How to use Polyaxon and Rapids together

Polyaxon allows users to achieve up to 10x speedups in data preprocessing and train models at scale using Rapids.

Note: Users should also look at CuPy which is a NumPy-compatible array library accelerated by CUDA.

Requirements

To use Polyaxon and RAPIDS to accelerate model training, there are a few requirements:

Polyaxon schedules containerized workload, which makes creating compatible docker images with Rapids very simple.

name: Rapids
channels:
- rapidsai
- nvidia
- conda-forge
dependencies:
- rapids=0.X

Or conda command:

conda create -n rapids-0.19 -c rapidsai -c nvidia -c conda-forge \
    rapids-blazing=0.19 python=3.7 cudatoolkit=10.2

image: rapidsai/rapidsai:0.19-cuda10.2-runtime-ubuntu18.04-py3.7

...

After building and pushing your custom images to a Docker registry, you can run jobs, experiments, or notebooks with the Rapids suite of libraries.

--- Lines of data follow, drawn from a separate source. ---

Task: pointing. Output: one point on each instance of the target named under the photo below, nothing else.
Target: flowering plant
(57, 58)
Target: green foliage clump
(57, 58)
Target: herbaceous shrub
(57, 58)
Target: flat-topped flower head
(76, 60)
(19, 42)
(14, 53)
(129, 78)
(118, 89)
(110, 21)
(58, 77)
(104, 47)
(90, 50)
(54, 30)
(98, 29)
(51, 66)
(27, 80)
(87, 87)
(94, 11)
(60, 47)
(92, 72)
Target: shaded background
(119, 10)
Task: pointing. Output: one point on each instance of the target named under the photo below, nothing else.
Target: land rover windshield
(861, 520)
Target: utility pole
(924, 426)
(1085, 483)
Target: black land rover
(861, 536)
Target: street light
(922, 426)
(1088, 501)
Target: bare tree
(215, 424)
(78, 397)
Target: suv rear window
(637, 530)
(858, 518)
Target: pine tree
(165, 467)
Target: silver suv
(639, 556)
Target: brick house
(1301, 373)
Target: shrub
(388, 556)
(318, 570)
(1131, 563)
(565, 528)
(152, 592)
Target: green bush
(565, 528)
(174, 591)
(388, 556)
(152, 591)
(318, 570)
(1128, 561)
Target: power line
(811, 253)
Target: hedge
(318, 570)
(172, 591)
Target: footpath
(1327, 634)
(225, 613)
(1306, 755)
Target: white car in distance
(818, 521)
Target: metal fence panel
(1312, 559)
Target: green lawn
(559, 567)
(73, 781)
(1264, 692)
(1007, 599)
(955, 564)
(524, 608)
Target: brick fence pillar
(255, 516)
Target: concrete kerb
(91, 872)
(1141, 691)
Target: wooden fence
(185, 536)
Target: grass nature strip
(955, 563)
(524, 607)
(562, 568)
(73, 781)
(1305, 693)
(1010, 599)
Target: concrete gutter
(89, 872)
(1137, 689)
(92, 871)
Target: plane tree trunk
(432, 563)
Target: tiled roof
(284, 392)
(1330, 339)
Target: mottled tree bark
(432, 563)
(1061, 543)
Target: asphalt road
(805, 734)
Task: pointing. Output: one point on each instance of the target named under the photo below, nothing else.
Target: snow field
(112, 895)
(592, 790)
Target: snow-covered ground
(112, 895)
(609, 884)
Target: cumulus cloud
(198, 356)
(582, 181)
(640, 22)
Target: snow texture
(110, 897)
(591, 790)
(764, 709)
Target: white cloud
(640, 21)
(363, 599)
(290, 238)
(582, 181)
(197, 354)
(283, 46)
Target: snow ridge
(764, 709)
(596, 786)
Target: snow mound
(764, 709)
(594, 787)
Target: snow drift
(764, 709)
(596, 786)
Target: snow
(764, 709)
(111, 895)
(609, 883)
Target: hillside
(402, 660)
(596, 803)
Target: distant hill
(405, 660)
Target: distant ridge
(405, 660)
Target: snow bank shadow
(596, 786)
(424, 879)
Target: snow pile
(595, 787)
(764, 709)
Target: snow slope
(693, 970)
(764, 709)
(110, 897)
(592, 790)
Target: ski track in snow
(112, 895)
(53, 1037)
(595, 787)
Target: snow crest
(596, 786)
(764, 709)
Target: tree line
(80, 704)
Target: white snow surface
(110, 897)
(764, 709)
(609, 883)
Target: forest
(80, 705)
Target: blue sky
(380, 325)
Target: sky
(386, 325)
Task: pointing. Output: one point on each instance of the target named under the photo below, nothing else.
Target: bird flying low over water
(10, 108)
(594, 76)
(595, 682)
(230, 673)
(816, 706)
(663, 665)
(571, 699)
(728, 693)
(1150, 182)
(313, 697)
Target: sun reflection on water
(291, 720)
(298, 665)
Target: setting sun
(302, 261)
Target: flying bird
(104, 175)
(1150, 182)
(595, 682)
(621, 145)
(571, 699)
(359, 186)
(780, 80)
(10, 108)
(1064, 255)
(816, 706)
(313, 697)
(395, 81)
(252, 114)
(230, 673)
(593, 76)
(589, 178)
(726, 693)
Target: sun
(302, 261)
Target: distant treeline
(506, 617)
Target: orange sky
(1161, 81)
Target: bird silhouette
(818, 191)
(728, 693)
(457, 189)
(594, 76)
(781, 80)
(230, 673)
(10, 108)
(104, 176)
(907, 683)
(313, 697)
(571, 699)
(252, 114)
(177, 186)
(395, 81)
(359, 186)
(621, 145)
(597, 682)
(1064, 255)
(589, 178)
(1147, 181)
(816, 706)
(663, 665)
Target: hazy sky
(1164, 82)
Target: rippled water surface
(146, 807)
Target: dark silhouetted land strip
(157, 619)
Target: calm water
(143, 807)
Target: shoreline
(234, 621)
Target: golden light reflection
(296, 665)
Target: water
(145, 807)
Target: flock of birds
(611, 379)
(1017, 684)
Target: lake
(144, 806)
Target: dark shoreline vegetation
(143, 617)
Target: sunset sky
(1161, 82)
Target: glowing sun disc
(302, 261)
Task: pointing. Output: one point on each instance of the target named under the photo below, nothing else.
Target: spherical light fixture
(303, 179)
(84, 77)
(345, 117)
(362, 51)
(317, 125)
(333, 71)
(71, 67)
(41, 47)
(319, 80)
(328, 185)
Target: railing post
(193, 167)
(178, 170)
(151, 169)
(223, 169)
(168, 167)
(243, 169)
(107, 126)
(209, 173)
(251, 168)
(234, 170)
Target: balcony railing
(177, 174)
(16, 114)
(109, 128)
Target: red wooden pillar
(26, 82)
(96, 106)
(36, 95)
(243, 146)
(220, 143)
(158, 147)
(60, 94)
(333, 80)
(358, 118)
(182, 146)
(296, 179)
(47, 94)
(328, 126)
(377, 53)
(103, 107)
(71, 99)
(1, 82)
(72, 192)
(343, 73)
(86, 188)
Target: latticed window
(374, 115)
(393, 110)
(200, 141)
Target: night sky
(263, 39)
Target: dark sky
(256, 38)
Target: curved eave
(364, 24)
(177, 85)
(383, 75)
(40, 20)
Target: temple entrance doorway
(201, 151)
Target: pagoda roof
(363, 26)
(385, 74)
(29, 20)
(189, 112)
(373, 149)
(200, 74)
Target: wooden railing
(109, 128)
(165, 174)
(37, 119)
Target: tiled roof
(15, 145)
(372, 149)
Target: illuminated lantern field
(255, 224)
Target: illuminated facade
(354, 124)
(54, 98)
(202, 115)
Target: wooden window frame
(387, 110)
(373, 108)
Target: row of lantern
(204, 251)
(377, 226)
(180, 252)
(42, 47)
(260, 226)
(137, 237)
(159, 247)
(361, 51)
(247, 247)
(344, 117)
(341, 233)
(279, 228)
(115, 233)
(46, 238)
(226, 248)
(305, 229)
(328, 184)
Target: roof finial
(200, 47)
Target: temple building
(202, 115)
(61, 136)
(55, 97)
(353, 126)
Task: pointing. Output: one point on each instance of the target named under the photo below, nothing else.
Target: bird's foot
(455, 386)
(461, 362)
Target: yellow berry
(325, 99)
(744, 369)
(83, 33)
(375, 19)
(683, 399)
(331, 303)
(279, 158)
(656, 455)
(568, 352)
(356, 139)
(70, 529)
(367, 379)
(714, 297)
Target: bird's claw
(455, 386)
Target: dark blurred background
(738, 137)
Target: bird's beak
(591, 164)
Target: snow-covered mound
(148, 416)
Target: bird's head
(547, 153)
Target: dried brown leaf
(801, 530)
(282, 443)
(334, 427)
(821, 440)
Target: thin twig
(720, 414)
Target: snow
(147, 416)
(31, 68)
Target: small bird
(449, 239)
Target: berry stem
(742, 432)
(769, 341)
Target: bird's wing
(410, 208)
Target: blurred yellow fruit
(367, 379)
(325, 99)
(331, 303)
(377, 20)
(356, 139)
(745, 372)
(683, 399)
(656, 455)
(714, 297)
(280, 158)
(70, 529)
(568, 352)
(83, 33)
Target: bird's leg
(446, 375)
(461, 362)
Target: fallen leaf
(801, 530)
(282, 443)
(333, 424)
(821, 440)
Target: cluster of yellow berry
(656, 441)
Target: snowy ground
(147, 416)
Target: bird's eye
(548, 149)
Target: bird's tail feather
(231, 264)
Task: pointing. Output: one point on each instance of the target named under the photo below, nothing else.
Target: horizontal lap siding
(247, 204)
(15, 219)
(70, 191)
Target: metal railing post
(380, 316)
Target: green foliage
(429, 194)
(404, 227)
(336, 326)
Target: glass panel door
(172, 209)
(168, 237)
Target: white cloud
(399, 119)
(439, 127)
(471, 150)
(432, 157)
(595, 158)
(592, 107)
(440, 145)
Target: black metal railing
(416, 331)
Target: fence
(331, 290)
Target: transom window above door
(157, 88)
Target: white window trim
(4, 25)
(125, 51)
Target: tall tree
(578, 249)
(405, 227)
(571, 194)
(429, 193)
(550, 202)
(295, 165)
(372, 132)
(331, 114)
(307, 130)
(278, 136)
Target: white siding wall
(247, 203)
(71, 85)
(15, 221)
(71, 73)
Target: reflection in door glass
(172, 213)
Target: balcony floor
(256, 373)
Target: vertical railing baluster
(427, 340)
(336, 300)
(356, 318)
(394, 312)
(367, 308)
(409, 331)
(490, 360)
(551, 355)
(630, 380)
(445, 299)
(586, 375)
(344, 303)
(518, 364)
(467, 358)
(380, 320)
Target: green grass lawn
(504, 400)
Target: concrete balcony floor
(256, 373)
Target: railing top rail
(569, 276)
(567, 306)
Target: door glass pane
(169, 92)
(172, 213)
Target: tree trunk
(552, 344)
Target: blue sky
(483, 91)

For data manipulation, users can leverage the cuDF which is a drop-in replacement for pandas for manipulating Dataframe.
For feature engineering, NVTabular, which sits atop RAPIDS, offers high-level abstractions for feature engineering and building recommenders.
For ML algorithms, Rapids offers cuML a GPU-accelerated version of sklearn’s algorithms.

By using the Rapids libraries, Polyaxon’s users can easily scale their data processing and model development with very few changes to their code.